Elle passe ensuite en revue un à un les éléments avancés par l’ONSS. Elle rejette certains d’entre eux, vu le manque de preuve et d’autres parce qu’ils n’excluent pas l’existence d’un lien de subordination. Il en va ainsi de l’absence de pouvoir de gestion des associés actifs (le pouvoir de gestion n’étant pas requis pour qu’il y ait activité indépendante), le fait que ceux-ci prestent sur les mêmes chantiers que les ouvriers, selon les commandes de la société ou encore qu’ils bénéficient d’une rémunération mensuelle fixe, l’existence d’une rémunération allouée en contrepartie des prestations d’associé actif (en sus de la rétribution du capital) n’étant pas incompatible avec la qualification donnée.
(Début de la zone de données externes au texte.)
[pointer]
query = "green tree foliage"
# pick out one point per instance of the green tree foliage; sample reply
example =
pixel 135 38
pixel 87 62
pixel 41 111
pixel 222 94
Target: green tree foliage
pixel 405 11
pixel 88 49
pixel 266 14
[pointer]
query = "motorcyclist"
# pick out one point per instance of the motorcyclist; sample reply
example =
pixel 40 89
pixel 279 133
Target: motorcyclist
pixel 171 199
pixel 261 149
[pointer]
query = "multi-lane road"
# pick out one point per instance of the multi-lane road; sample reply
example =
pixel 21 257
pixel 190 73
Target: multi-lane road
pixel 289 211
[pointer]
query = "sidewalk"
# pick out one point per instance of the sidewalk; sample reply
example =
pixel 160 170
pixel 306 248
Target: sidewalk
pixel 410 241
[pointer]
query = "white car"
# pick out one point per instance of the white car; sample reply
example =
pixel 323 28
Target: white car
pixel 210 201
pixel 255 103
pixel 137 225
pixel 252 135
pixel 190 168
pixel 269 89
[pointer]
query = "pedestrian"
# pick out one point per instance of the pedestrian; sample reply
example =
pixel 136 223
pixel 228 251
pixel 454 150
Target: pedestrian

La Cour rejette donc la demande, stigmatisant au passage la faiblesse du dossier constitué par l’ONSS (absence d’explication quant à l’assujettissement incomplet des associés actifs non gérants et d’ailleurs pour une partie seulement des prestations effectuées, absence d’audition des intéressés, dossier fondé sur le seul rapport d’inspection).

Intérêt de la décision

Il s’agit ici d’un arrêt très bien charpenté tant dans ses aspects factuels que juridiques qui donne une vision claire et compréhensible des règles jurisprudentielles actuelles en matière d’assujettissement.

L’arrêt contient ainsi bon nombre de points intéressants, au nombre desquels l’on peut pointer l’examen de l’incidence de la dépendance économique, une définition précise et pratique de l’autorité caractéristique du contrat de travail, l’incidence actuelle de la modification légale (nouvelle « présomption »), …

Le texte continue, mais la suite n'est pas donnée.